Species of bilaterians with a simple body plan

Longitudinal section of a congeneric species, Xenoturbella bocki

Xenoturbella monstrosa, a deep-sea giant purple sock worm, is a marine, benthic, deep-water worm-like species that belongs to the family Xenoturbellidae. It was discovered in the eastern Pacific Ocean by a group of Californian and Australian scientists. The species was described in 2016 from several specimens.

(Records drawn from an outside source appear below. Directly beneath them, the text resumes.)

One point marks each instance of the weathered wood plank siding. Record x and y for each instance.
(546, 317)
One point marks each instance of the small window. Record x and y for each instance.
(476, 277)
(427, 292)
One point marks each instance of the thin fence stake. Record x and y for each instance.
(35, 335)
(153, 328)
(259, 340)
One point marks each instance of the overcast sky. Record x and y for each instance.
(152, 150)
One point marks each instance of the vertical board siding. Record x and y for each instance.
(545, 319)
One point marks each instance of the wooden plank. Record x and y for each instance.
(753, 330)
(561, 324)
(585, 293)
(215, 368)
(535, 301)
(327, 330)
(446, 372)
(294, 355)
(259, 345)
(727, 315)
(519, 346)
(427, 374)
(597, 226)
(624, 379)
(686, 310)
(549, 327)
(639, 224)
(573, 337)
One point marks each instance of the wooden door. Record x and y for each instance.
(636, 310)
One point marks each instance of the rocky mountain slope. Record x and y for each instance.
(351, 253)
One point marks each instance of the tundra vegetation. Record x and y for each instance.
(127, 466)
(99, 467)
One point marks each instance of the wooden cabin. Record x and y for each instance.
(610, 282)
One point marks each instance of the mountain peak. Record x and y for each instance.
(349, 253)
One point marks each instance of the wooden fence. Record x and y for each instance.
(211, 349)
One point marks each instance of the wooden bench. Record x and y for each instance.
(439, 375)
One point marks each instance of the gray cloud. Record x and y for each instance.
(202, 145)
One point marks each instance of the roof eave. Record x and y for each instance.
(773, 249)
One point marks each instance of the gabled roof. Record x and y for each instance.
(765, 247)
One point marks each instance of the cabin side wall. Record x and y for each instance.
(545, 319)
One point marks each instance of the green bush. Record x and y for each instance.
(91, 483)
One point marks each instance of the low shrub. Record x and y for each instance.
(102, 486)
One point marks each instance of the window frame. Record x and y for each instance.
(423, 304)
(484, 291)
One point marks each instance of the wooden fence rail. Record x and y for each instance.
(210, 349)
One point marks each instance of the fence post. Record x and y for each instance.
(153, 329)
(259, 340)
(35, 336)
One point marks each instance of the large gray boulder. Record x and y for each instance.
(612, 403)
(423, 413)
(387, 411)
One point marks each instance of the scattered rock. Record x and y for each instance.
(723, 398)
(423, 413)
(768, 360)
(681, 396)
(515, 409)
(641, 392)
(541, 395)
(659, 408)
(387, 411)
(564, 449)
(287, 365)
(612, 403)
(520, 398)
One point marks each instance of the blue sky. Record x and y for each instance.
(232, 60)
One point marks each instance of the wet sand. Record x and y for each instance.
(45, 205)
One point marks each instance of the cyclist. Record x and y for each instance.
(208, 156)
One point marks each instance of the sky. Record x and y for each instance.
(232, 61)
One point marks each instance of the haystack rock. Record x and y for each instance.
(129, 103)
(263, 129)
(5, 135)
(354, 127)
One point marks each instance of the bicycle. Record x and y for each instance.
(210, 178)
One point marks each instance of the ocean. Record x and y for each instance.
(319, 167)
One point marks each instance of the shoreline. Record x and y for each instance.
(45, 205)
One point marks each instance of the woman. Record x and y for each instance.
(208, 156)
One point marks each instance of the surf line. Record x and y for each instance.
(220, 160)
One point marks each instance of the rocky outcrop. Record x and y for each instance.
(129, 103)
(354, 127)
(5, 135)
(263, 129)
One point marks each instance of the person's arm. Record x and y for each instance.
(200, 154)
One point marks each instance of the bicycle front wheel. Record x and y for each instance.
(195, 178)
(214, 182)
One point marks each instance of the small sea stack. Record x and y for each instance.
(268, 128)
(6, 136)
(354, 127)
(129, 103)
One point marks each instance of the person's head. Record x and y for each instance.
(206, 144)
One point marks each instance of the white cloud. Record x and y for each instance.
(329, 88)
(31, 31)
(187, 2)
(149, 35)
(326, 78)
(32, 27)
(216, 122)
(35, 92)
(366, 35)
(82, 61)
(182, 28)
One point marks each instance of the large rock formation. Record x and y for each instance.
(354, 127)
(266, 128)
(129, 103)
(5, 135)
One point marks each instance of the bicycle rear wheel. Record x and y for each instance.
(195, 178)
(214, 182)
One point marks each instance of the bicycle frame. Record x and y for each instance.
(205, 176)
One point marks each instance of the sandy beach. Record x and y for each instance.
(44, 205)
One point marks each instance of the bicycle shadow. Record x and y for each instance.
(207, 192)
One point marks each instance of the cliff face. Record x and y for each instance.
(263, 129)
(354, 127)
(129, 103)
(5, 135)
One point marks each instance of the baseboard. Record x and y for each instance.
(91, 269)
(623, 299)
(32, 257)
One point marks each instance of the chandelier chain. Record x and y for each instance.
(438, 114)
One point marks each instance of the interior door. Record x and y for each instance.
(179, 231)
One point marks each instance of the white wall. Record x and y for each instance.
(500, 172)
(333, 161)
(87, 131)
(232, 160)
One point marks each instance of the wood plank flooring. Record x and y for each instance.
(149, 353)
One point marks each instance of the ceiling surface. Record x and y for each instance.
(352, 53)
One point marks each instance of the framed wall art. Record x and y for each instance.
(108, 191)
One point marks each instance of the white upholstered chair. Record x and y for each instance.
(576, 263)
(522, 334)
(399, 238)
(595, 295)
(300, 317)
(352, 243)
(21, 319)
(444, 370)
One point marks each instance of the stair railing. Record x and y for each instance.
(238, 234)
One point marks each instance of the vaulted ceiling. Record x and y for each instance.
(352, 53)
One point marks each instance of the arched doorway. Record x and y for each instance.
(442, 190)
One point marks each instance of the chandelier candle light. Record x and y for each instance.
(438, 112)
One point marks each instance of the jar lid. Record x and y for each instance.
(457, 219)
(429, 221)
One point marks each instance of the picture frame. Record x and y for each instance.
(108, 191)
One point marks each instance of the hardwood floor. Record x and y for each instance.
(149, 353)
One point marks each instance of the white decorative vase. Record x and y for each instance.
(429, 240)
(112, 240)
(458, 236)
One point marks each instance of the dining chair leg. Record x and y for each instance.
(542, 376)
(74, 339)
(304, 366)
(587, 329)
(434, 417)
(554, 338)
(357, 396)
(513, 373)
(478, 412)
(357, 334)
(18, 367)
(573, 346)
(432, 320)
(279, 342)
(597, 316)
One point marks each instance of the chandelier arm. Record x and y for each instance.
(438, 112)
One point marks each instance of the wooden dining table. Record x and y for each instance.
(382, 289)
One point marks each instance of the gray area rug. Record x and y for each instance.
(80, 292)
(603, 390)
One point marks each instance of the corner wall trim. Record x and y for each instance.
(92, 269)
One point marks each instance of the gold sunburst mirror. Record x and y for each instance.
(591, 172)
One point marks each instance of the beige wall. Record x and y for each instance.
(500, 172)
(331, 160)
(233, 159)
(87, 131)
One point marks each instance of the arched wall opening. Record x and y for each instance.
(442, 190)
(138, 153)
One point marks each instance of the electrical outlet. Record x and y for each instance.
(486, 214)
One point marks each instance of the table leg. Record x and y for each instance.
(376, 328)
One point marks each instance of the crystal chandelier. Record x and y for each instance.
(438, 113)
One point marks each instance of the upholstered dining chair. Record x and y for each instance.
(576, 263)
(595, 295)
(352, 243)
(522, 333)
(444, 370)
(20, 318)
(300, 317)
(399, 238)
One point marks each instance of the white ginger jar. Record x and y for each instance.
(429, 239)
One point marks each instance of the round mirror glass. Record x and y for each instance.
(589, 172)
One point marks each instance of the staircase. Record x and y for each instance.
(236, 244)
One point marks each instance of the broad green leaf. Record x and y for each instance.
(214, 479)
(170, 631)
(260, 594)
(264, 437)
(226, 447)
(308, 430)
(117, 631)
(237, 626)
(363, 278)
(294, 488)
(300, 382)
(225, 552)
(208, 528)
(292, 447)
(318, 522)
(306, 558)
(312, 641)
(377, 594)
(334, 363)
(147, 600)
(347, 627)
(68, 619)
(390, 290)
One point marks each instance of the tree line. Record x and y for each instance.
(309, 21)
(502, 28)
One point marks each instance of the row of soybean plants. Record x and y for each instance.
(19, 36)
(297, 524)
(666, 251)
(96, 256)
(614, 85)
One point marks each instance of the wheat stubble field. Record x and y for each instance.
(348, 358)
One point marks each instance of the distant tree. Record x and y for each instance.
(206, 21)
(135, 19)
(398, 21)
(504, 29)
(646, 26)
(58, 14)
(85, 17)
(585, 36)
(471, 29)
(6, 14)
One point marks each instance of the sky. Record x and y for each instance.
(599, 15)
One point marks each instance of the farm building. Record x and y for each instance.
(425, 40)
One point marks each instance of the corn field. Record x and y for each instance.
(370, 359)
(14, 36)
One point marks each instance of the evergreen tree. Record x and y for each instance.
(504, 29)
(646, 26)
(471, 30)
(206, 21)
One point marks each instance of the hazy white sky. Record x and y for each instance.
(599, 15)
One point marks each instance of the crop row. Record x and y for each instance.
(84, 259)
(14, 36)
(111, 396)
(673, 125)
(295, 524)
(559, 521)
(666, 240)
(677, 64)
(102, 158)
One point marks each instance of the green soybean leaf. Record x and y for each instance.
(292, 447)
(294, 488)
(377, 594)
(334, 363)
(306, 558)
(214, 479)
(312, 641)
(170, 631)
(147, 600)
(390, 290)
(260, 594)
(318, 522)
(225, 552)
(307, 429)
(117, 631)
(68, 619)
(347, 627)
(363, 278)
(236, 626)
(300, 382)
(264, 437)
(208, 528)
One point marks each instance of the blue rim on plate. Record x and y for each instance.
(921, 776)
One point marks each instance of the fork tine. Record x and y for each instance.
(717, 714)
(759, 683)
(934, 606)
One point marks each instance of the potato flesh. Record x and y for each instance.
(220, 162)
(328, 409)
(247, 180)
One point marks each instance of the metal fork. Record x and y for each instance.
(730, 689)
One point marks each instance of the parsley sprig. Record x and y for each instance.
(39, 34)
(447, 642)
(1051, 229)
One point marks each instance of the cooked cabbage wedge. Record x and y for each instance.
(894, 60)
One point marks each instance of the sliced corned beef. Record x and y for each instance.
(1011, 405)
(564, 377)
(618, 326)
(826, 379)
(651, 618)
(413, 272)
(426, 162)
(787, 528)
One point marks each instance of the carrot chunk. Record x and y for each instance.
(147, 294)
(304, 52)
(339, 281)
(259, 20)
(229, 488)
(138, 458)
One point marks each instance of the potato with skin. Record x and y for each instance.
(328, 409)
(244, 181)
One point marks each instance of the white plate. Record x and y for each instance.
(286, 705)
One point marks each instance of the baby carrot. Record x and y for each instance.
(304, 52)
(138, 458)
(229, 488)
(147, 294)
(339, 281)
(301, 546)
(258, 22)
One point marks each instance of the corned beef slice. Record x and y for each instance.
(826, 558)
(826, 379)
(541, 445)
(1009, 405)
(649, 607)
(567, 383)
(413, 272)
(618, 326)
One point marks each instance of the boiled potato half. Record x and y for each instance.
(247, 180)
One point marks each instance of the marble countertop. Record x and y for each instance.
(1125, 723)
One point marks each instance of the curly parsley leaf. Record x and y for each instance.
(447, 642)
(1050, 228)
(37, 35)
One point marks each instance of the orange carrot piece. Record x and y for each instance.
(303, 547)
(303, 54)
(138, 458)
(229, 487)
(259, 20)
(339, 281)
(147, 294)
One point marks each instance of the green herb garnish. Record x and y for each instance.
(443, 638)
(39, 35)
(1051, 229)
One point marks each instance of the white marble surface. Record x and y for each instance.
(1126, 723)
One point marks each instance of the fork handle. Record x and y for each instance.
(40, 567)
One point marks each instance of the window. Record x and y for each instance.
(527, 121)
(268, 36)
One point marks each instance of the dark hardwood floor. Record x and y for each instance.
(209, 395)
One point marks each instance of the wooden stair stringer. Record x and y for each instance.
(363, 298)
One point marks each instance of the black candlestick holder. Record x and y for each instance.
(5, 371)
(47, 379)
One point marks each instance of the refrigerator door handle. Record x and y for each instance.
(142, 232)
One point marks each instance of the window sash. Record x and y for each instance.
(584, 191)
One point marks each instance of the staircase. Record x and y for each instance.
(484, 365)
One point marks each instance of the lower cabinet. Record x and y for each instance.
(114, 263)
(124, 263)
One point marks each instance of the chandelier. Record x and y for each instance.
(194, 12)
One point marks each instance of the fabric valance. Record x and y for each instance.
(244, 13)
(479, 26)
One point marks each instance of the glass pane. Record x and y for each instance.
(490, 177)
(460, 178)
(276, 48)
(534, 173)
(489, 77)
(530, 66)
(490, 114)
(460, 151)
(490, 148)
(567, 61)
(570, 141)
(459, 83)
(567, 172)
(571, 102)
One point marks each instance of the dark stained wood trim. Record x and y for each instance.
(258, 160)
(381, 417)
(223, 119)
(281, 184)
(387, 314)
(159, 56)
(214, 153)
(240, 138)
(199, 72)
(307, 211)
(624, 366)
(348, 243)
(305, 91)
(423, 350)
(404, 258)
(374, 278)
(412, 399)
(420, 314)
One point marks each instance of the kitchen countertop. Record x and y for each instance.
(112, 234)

Xenoturbella monstrosa shares morphological similarities with other species of the genus Xenoturbella, and is known for lacking respiratory, circulatory, and an excretory system.

== Description ==
The etymology of the species name refers to its unusual large size among known xenoturbellids.

Xenoturbella monstrosa is 20 cm in length, with a purple or pale pink colouration. The body wall displays several furrows: on the circumference, on the side, and two deep, longitudinal, dorsal ones. The longitudinal orientation involves a rounded anterior end in front of the ring furrow, while the posterior end gradually reduces in thickness. The mouth is orientated ventrally, halfway between the anterior end and the ring furrow. The live specimens exhibited an epidermal ventral glandular network branching over two-thirds of the ventral surface. Gametes are present dorsally and ventrally in the body wall. Tissues contain exogenous DNA corresponding to bivalve mollusks, the vesicomyid Archivesica diagonalis and Calyptogena pacifica.

== Phylogeny ==
Comparison of mitochondrial DNA and protein sequences showed that the species X. monstrosa is the sister group to X. churro and X. profunda in a clade of 'deep-water' taxa.